"HOW GREEN MILL RECORDINGS GOT ITS NAME"

             In the mid 1990’s GMR artist Henry Doskey was a partner in a small shop in Greenville, North Carolina, specializing in collectible glassware and other vintage merchandise, such as furniture, pottery, and jewelry. As they sought a name for their shop that would “brand” it as a Greenville-based business, Doskey and partner Danny Gaskins chose “Green Mill Antiques”, named after the tributary of the Tar River that crosses Greenville. Originally named “Green’s Mill Run”, and actually the watercourse that powered a mid-nineteenth century mill (“Green’s Mill” is listed in several post-Civil War business directories) on the northeast side of Greenville, the millrun’s name, over the years, had evolved into Green Mill Run.
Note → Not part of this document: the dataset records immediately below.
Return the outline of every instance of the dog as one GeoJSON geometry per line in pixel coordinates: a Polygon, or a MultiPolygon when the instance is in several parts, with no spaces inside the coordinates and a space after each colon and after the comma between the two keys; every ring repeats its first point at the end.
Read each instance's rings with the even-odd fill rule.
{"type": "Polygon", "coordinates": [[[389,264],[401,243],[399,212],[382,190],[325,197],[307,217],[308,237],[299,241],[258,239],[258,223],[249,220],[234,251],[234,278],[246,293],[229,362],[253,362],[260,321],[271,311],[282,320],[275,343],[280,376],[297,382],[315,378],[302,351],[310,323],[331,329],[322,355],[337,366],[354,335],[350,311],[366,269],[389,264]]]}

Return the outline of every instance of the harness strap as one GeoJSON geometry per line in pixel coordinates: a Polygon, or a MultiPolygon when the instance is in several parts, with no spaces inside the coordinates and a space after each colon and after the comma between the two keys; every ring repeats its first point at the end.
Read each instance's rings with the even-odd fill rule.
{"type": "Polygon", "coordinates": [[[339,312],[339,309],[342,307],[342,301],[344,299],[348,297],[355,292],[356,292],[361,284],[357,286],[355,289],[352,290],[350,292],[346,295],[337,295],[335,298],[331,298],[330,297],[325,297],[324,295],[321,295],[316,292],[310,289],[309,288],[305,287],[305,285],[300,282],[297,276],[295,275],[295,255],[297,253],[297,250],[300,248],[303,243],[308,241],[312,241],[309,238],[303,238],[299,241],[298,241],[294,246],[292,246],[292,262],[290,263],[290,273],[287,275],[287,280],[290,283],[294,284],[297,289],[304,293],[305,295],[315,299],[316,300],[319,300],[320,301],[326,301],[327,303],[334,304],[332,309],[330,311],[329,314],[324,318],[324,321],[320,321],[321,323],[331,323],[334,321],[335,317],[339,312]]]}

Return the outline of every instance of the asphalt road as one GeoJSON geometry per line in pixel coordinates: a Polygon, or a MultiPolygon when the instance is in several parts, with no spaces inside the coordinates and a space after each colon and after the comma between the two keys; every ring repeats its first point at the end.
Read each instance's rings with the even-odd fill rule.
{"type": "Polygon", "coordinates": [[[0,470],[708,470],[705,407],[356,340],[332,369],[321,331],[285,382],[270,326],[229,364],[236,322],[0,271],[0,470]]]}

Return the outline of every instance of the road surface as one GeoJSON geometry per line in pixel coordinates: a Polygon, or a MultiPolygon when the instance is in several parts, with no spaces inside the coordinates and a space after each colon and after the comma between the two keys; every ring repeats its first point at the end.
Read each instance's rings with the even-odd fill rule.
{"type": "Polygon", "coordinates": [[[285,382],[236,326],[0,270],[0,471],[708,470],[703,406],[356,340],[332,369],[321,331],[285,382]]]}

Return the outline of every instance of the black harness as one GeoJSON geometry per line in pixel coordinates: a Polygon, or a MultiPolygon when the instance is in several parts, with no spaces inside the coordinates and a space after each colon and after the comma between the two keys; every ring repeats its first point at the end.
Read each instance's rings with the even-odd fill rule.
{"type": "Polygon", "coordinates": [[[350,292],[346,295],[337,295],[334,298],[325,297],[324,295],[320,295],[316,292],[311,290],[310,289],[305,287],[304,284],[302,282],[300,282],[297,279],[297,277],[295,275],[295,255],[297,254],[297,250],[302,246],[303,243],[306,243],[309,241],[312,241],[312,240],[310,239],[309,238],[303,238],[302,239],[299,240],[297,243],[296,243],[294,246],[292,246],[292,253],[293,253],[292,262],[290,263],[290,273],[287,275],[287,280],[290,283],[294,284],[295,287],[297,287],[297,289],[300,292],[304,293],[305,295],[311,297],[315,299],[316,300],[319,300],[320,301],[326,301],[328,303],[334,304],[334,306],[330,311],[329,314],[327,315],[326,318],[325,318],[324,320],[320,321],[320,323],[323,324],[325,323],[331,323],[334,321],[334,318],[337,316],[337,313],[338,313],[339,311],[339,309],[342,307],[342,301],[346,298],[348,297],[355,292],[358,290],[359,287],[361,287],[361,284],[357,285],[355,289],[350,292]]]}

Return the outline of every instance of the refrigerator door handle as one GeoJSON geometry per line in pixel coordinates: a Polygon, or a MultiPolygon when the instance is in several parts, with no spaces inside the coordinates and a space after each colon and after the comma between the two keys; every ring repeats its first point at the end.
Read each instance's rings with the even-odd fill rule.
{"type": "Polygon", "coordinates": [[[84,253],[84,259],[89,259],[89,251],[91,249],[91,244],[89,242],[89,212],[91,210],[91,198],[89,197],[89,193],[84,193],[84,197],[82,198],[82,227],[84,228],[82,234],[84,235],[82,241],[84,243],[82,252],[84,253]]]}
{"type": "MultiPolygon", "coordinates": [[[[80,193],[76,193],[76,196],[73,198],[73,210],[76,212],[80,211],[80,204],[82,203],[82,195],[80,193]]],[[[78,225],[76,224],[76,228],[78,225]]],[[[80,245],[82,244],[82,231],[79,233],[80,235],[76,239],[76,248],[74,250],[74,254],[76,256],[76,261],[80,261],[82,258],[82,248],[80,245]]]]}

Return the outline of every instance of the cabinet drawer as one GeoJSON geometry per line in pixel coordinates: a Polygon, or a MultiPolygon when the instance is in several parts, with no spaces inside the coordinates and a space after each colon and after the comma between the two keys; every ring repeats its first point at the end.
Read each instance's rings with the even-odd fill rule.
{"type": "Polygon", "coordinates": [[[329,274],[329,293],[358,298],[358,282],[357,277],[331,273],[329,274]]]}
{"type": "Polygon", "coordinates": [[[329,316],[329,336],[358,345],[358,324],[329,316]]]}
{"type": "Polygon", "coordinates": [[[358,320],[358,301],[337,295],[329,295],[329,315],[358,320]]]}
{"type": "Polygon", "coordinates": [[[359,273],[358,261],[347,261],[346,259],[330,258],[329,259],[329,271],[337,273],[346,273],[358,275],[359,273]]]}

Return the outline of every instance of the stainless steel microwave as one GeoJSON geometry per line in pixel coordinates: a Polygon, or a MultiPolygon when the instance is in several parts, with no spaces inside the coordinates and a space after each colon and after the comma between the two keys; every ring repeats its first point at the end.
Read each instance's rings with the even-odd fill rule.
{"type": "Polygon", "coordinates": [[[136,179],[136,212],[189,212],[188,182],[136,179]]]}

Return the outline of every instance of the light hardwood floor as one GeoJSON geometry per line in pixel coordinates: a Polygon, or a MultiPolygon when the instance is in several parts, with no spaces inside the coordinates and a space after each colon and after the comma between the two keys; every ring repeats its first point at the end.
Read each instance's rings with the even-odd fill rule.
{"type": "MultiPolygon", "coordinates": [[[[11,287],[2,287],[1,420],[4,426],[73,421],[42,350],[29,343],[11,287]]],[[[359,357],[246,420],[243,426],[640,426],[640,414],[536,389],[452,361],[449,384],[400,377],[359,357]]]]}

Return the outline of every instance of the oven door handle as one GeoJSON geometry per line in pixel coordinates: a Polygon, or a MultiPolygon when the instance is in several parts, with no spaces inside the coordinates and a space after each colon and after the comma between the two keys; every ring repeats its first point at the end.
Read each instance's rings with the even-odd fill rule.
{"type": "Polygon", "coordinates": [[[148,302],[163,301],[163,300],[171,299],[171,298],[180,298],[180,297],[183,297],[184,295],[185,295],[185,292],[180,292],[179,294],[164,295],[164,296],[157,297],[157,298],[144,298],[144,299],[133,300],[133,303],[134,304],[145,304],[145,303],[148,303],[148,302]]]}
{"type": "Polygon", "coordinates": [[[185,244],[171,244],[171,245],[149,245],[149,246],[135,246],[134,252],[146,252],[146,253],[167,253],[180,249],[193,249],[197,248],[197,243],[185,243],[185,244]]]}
             As Green Mill Run crosses urban Greenville, it surfaces on the northeast corner (where the now-lost Green’s Mill was located, and where molinologist Doug Swords has only recently identified the Mill Pond’s location) and can be seen flowing through the campus of East Carolina University, bordering Green Springs Park, and again submerging before finally emptying into the Tar River on the southeast. Green Mill Antiques was also abandoned, after the floods from Hurricane Floyd in 1999, but the name resurfaced as Green Mill Recordings in 2000 when the Complete Piano Music of William Gillock series of recordings began.


             Green Mill Recordings celebrated its eleventh anniversary in 2011. The Green Mill Recordings logo that depicts an old-time mill is copyrighted.